Peu de travaux se sont intéressés à la résilience chez les entraîneurs. Cependant, nous savons que plus l’entraîneur est soumis à des agents stresseurs, plus il risque de développer un état de burnout, état qui n’est pas favorable à la performance. Cette relation est diminuée chez les entraîneurs résilients (Wagstaff et al., 2018b)
L’ÉTUDE
17 entraîneurs principaux (e.g., handball, football, rugby, waterpolo, hockey sur glace, athlétisme, gymnastique rythmique, sauvetage sportif, natation, aviron et skicross) ont participé à cette étude (34.4 ± 10.2 ans [22-65], 94% d’hommes). Les entraîneurs de sports collectifs (n=9, 53%) avaient en moyenne 12 athlètes prêts à participer à l’étude et les entraîneurs de sports individuels (n=8, 47%) avaient en moyenne 5 athlètes prêts à participer à l’étude. Au total, 146 sportifs ont pris part à cette étude (21 ± 6.6 ans [12-41], 66% d’hommes).
MESURES
Les entraîneurs et les athlètes ont rempli différents questionnaires (Tab. 1) sur la plateforme Sportifeo.

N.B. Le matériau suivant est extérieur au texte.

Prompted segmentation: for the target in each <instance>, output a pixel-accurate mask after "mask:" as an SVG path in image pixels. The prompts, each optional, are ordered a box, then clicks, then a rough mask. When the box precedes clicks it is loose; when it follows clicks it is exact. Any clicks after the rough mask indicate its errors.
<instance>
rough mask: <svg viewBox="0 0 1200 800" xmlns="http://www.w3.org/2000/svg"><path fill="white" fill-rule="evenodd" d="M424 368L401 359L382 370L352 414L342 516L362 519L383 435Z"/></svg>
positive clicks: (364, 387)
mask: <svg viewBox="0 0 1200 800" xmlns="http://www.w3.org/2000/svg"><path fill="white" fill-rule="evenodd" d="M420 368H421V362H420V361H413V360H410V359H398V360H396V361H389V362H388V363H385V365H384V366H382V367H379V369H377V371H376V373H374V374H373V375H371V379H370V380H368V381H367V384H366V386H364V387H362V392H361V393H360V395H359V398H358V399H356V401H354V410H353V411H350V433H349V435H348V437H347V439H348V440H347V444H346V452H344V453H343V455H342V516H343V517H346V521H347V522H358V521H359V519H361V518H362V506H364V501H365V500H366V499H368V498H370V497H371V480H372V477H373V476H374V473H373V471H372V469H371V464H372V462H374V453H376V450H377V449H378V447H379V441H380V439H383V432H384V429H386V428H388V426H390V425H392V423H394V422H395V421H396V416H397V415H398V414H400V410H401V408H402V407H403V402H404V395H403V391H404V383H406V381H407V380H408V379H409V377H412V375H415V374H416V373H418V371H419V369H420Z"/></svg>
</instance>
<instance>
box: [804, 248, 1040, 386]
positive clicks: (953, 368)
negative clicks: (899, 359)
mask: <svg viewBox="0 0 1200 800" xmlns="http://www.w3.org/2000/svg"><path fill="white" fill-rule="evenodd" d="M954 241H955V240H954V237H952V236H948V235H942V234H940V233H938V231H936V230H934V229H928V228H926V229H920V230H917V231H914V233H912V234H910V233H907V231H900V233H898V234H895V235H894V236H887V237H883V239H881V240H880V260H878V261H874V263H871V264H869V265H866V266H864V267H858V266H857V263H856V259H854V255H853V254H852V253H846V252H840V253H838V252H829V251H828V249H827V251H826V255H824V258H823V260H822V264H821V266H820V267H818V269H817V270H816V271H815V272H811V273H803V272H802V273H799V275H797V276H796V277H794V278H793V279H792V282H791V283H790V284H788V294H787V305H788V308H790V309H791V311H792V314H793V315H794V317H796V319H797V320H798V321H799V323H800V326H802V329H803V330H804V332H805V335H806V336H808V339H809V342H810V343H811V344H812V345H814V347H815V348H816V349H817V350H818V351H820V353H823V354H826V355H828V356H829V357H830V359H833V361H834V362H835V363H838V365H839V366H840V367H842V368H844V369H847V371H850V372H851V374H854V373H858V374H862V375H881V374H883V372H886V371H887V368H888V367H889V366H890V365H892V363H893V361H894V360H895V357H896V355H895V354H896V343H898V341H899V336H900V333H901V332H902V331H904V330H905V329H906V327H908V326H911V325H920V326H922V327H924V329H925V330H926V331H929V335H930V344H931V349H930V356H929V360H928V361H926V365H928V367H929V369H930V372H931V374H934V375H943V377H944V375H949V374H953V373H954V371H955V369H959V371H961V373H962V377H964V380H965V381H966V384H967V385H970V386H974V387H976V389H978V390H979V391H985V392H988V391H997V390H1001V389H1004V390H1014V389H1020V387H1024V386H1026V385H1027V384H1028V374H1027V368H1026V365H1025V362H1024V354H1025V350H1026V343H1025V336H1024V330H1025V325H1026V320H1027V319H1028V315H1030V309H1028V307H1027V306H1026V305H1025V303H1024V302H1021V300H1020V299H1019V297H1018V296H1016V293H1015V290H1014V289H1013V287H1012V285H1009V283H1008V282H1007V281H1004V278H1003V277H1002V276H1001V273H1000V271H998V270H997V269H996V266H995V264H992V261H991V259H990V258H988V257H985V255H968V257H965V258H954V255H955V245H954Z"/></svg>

Tableau 1 : Présentation des différents questionnaires utilisés.
RÉSULTATS
Suite aux analyses multiniveaux, c’est-à-dire en prenant en compte le fait que chaque athlète appartient à un entraîneur, il est ressorti que la compétence émotionnelle et la résilience des entraîneurs n’influençaient pas directement les motivations des athlètes (Fig.3). En effet, le niveau de résilience des entraîneurs impactait de manière positive le niveau de motivation autonome et de manière négative le niveau d’amotivation des athlètes par le biais du besoin d’affiliation. Aucun résultat significatif n’a été observé pour la compétence émotionnelle.

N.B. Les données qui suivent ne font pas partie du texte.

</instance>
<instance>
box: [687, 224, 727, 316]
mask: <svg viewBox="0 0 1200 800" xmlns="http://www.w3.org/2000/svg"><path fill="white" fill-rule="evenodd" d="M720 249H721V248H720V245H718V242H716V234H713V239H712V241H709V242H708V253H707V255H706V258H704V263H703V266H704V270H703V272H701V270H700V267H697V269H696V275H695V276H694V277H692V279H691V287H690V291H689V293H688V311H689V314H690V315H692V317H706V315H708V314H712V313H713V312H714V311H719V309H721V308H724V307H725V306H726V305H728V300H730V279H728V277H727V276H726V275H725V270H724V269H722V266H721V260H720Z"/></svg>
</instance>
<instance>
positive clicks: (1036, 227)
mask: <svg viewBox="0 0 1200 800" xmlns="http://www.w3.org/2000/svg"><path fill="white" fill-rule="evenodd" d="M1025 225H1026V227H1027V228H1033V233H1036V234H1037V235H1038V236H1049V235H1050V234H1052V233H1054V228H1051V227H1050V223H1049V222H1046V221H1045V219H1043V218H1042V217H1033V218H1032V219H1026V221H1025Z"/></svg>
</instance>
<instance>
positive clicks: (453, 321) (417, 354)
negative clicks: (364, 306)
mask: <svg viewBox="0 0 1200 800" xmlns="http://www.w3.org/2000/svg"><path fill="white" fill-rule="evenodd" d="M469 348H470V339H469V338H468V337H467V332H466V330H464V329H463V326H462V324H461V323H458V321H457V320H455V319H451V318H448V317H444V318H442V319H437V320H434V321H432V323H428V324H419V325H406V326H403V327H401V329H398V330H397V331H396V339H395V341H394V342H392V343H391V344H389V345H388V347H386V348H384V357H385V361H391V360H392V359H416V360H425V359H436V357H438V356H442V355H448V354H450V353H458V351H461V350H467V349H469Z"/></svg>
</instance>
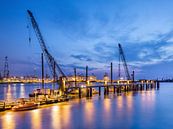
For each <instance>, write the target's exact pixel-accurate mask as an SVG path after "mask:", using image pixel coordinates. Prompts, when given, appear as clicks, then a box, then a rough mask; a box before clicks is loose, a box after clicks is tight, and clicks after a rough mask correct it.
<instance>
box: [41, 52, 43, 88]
mask: <svg viewBox="0 0 173 129" xmlns="http://www.w3.org/2000/svg"><path fill="white" fill-rule="evenodd" d="M41 68H42V70H41V75H42V89H44V57H43V53H41Z"/></svg>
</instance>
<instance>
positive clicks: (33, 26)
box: [27, 10, 66, 80]
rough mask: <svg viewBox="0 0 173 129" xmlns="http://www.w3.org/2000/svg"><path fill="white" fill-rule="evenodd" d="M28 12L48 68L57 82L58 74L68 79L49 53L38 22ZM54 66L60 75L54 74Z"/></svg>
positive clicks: (48, 51) (59, 66)
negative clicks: (48, 66) (39, 28)
mask: <svg viewBox="0 0 173 129" xmlns="http://www.w3.org/2000/svg"><path fill="white" fill-rule="evenodd" d="M27 12H28V15H29V17H30V20H31V23H32V27H33V29H34V31H35V34H36V36H37V39H38V41H39V43H40V47H41V49H42V51H43V54H44V56H45V58H46V60H47V63H48V66H49V68H50V71H51V73H52V75H53V76H55V78H56V80H57V79H58V73H59V74H60V76H62V77H66V75H65V74H64V72H63V71H62V70H61V68H60V66H59V65H58V63H57V62H56V61H55V59H54V58H53V56H52V55H51V54H50V53H49V51H48V49H47V47H46V44H45V41H44V38H43V36H42V34H41V31H40V29H39V26H38V24H37V22H36V20H35V18H34V16H33V14H32V12H31V11H30V10H27ZM54 66H55V68H56V70H57V71H58V73H57V72H54Z"/></svg>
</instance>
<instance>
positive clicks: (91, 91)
mask: <svg viewBox="0 0 173 129" xmlns="http://www.w3.org/2000/svg"><path fill="white" fill-rule="evenodd" d="M90 97H92V87H90Z"/></svg>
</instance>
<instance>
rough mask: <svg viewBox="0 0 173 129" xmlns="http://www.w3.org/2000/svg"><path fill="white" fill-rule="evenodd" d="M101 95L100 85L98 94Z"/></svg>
mask: <svg viewBox="0 0 173 129" xmlns="http://www.w3.org/2000/svg"><path fill="white" fill-rule="evenodd" d="M100 95H101V87H100V86H99V96H100Z"/></svg>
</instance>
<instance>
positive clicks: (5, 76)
mask: <svg viewBox="0 0 173 129" xmlns="http://www.w3.org/2000/svg"><path fill="white" fill-rule="evenodd" d="M9 74H10V73H9V68H8V57H7V56H6V57H5V62H4V76H3V77H4V78H8V77H9Z"/></svg>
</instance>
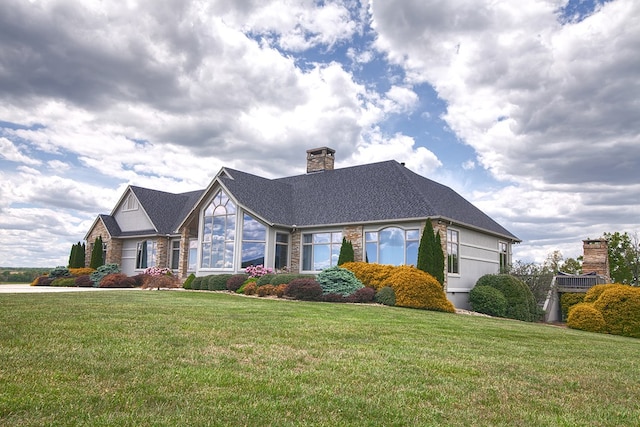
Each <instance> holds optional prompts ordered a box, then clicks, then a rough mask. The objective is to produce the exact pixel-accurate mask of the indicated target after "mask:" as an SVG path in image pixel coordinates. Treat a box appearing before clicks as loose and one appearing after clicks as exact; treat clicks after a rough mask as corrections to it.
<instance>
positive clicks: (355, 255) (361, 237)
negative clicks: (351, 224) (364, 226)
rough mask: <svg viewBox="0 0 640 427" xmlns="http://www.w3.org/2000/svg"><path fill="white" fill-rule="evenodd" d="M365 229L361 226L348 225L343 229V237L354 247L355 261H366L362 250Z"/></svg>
mask: <svg viewBox="0 0 640 427" xmlns="http://www.w3.org/2000/svg"><path fill="white" fill-rule="evenodd" d="M363 230H364V227H363V226H361V225H348V226H346V227H344V228H343V229H342V237H344V238H345V239H347V240H348V241H350V242H351V244H352V245H353V259H354V261H365V257H364V251H363V250H362V245H363V243H362V242H363V240H364V232H363Z"/></svg>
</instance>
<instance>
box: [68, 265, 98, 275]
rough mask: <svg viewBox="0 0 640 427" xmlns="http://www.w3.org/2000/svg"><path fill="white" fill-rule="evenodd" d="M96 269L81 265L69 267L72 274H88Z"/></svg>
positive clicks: (85, 274) (77, 274)
mask: <svg viewBox="0 0 640 427" xmlns="http://www.w3.org/2000/svg"><path fill="white" fill-rule="evenodd" d="M94 271H96V269H95V268H89V267H81V268H70V269H69V273H71V275H72V276H76V277H77V276H87V275H89V274H91V273H93V272H94Z"/></svg>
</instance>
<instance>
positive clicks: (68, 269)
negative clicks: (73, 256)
mask: <svg viewBox="0 0 640 427" xmlns="http://www.w3.org/2000/svg"><path fill="white" fill-rule="evenodd" d="M69 276H71V273H69V269H68V268H67V267H64V266H61V265H59V266H57V267H56V268H54V269H53V270H51V271H50V272H49V277H51V278H52V279H57V278H59V277H69Z"/></svg>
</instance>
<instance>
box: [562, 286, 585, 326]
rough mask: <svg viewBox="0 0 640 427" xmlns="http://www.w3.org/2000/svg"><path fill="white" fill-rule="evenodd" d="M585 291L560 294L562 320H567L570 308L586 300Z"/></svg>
mask: <svg viewBox="0 0 640 427" xmlns="http://www.w3.org/2000/svg"><path fill="white" fill-rule="evenodd" d="M584 296H585V294H584V292H567V293H564V294H562V295H561V296H560V307H561V308H562V320H566V319H567V316H568V315H569V309H571V307H573V306H574V305H576V304H579V303H581V302H584Z"/></svg>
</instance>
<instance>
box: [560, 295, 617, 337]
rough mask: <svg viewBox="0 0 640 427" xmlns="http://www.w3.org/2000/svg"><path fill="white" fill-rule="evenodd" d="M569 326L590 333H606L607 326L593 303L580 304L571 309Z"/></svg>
mask: <svg viewBox="0 0 640 427" xmlns="http://www.w3.org/2000/svg"><path fill="white" fill-rule="evenodd" d="M567 326H568V327H570V328H572V329H580V330H583V331H589V332H606V330H607V325H606V323H605V321H604V317H602V313H600V311H599V310H598V309H597V308H595V307H594V306H593V304H591V303H584V302H583V303H579V304H576V305H574V306H573V307H571V308H570V309H569V316H568V317H567Z"/></svg>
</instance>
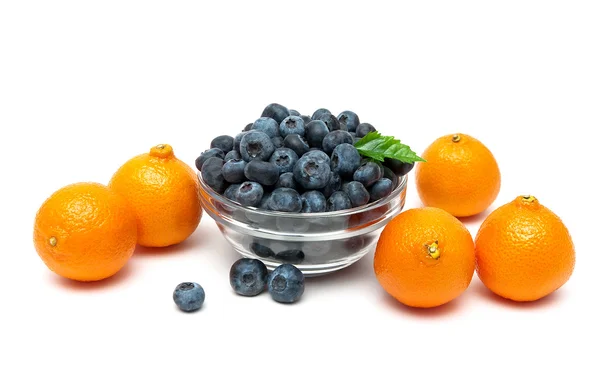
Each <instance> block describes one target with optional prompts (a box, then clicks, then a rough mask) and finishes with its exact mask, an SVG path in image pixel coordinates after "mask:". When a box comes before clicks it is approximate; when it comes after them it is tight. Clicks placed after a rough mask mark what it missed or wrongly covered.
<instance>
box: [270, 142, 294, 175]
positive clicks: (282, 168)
mask: <svg viewBox="0 0 600 374" xmlns="http://www.w3.org/2000/svg"><path fill="white" fill-rule="evenodd" d="M269 162H270V163H272V164H273V165H275V166H277V169H278V170H279V173H280V174H283V173H288V172H291V171H292V170H294V165H296V162H298V155H297V154H296V152H294V151H292V150H291V149H289V148H279V149H276V150H275V152H273V154H272V155H271V159H270V160H269Z"/></svg>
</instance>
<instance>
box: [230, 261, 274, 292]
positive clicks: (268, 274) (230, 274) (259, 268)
mask: <svg viewBox="0 0 600 374" xmlns="http://www.w3.org/2000/svg"><path fill="white" fill-rule="evenodd" d="M268 276H269V271H268V270H267V267H266V266H265V264H263V263H262V261H260V260H256V259H253V258H241V259H239V260H237V261H236V262H234V263H233V265H231V269H230V270H229V284H231V288H233V290H234V291H235V293H237V294H238V295H242V296H256V295H258V294H260V293H261V292H263V291H264V290H265V286H266V285H267V278H268Z"/></svg>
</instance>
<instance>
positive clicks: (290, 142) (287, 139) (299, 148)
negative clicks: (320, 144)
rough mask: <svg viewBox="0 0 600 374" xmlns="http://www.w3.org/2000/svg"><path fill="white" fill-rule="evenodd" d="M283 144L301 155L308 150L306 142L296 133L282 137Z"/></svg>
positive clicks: (299, 155)
mask: <svg viewBox="0 0 600 374" xmlns="http://www.w3.org/2000/svg"><path fill="white" fill-rule="evenodd" d="M283 144H284V146H285V147H286V148H289V149H291V150H292V151H294V152H296V154H297V155H298V156H302V155H303V154H305V153H306V152H308V150H309V148H310V147H309V146H308V143H307V142H306V140H304V138H303V137H301V136H300V135H298V134H290V135H288V136H286V137H285V139H283Z"/></svg>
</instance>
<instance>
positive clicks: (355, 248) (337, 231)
mask: <svg viewBox="0 0 600 374" xmlns="http://www.w3.org/2000/svg"><path fill="white" fill-rule="evenodd" d="M198 179H199V180H200V201H201V204H202V207H203V208H204V210H205V211H206V213H208V215H209V216H211V217H212V218H213V219H214V220H215V222H216V223H217V226H218V227H219V229H220V230H221V233H223V236H225V238H226V239H227V241H229V243H231V245H232V246H233V248H234V249H235V250H236V251H238V252H239V253H240V254H241V255H242V256H244V257H248V258H258V259H260V260H261V261H262V262H264V263H265V265H266V266H267V268H268V269H269V270H273V269H274V268H275V267H277V266H279V265H281V264H283V263H292V264H294V265H295V266H296V267H297V268H298V269H300V270H301V271H302V272H303V273H304V275H306V276H315V275H322V274H327V273H330V272H333V271H336V270H339V269H343V268H345V267H347V266H349V265H351V264H353V263H355V262H356V261H358V260H360V259H361V258H362V257H363V256H364V255H366V254H367V253H368V252H369V251H371V250H372V249H374V248H375V247H376V245H377V240H378V239H379V235H380V234H381V231H382V230H383V227H384V226H385V225H386V224H387V223H388V222H389V221H390V220H391V219H392V218H394V217H395V216H397V215H398V214H399V213H400V212H401V211H402V208H403V207H404V201H405V198H406V180H407V177H406V176H402V177H400V178H399V182H398V186H397V187H396V189H394V191H393V192H392V194H391V195H390V196H388V197H386V198H384V199H381V200H379V201H376V202H374V203H371V204H368V205H365V206H362V207H359V208H353V209H348V210H341V211H337V212H327V213H283V212H272V211H265V210H258V209H257V208H253V207H243V206H241V205H240V204H238V203H236V202H234V201H231V200H229V199H227V198H225V197H224V196H222V195H220V194H218V193H216V192H215V191H214V190H213V189H212V188H210V187H209V186H208V185H207V184H206V183H204V181H203V180H202V175H201V174H200V173H198Z"/></svg>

Figure 3 : Modèle représentant la compétence émotionnelle et la résilience de l’entraîneur influençant les différents types de motivations des athlètes par le biais des besoins psychologiques. ***p<.001 **p<.01 *p<.05.
DISCUSSION & CONCLUSION
L’objectif de cette étude était d’établir des relations entre la compétence émotionnelle, la résilience de l’entraîneur et les régulations motivationnelles des athlètes en s’appuyant sur la théorie de l’autodétermination.
Bien que la compétence émotionnelle de l’entraîneur n’ait pas montré de différence significative, c’est une compétence à développer. En effet, elle permet la diminution du niveau de stress, du niveau de cortisol dans une situation perçue comme stressante mais aussi l’augmentation du niveau de satisfaction de vie (Kotsou et al., 2011).

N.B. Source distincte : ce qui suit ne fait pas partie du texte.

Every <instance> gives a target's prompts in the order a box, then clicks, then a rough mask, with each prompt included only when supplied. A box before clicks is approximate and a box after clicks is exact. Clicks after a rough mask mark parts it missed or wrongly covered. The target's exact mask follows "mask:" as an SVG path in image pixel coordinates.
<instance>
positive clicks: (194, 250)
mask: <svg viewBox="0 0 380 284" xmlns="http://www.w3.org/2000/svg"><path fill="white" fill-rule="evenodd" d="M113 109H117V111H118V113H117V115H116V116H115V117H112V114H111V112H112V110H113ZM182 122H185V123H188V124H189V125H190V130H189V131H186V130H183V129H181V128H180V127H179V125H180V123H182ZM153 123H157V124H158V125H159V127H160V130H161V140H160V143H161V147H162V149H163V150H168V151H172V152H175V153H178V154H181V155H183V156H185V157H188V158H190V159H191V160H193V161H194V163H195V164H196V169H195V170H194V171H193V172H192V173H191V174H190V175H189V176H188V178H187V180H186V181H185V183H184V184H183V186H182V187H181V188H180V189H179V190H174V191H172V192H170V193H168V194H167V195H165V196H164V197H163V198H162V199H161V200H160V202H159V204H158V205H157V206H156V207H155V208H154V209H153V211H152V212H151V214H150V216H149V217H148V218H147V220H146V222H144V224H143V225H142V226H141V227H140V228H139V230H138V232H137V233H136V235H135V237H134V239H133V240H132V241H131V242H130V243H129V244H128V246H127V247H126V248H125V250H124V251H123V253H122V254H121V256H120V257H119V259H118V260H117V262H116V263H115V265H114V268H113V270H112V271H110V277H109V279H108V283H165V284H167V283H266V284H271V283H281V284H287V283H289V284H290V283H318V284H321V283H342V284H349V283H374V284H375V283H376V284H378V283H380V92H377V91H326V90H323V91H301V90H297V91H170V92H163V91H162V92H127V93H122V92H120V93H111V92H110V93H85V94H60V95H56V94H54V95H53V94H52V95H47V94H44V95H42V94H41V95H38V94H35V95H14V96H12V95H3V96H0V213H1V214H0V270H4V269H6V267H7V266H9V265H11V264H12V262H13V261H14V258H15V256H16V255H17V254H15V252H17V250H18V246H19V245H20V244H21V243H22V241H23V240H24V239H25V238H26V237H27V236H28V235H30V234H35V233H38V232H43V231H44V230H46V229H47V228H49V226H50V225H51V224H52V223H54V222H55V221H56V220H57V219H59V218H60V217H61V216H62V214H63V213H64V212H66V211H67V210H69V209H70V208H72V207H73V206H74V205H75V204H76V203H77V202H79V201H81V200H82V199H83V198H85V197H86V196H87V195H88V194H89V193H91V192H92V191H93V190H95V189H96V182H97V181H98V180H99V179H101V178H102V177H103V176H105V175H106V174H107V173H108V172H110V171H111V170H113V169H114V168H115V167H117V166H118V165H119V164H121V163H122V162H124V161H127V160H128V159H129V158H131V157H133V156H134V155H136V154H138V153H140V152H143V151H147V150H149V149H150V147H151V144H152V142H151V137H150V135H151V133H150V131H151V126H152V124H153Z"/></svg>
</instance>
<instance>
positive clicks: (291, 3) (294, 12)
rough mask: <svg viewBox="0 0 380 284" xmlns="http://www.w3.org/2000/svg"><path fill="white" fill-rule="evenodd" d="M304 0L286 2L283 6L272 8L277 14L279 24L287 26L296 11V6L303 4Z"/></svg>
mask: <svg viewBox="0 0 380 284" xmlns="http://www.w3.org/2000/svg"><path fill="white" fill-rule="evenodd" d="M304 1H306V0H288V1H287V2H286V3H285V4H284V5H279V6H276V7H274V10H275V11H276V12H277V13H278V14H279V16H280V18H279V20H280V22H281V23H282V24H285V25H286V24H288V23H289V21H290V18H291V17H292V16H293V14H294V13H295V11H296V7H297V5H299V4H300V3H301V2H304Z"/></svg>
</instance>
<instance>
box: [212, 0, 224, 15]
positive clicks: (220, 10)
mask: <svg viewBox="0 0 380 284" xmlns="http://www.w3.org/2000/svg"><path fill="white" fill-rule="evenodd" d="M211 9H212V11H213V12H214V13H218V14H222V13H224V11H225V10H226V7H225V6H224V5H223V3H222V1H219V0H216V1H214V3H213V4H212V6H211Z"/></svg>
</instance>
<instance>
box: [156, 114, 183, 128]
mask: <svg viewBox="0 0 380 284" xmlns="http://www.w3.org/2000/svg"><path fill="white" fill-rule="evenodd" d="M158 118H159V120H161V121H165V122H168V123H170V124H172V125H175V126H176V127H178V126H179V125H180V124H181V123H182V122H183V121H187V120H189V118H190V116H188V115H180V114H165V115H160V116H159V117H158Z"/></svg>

Pour la résilience, les résultats ont montré que plus l’entraîneur est résilient, plus ses athlètes perçoivent une satisfaction du besoin d’affiliation. Ils sont alors plus motivés de manière autonome, et présentent un niveau d’amotivation plus faible. La résilience est caractérisée par des facteurs individuels psychologiques (i.e. la motivation, la concentration, la perception d’un soutien social, la confiance en soi et la personnalité positive) pour faire face à l’adversité (Fletcher & Sarkar, 2012). Un soutien social fort chez les entraîneurs résilients pourraient expliquer la relation résilience-besoin d’affiliation des athlètes. En effet, les relations avec les athlètes sont plus fortes pour faire face, ensemble, à l’adversité. La perception de satisfaction du besoin d’affiliation chez les athlètes augmente alors car la cohésion (sociale et opératoire) influence de manière positive le sentiment d’affiliation (Pacewicz et al., 2020).
L’entraîneur peut donc augmenter son niveau de résilience en travaillant sur la communication envers ses athlètes, ses croyances en ses capacités, sa capacité à se fixer des objectifs, sa capacité de concentration…
RÉFÉRENCES
Allan, V., & Côté, J. (2016). A Cross-Sectional Analysis of Coaches’ Observed EmotionBehavior Profiles and Adolescent Athletes’ Self-Reported Developmental Outcomes. Journal of Applied Sport Psychology, 28(3), 321-337.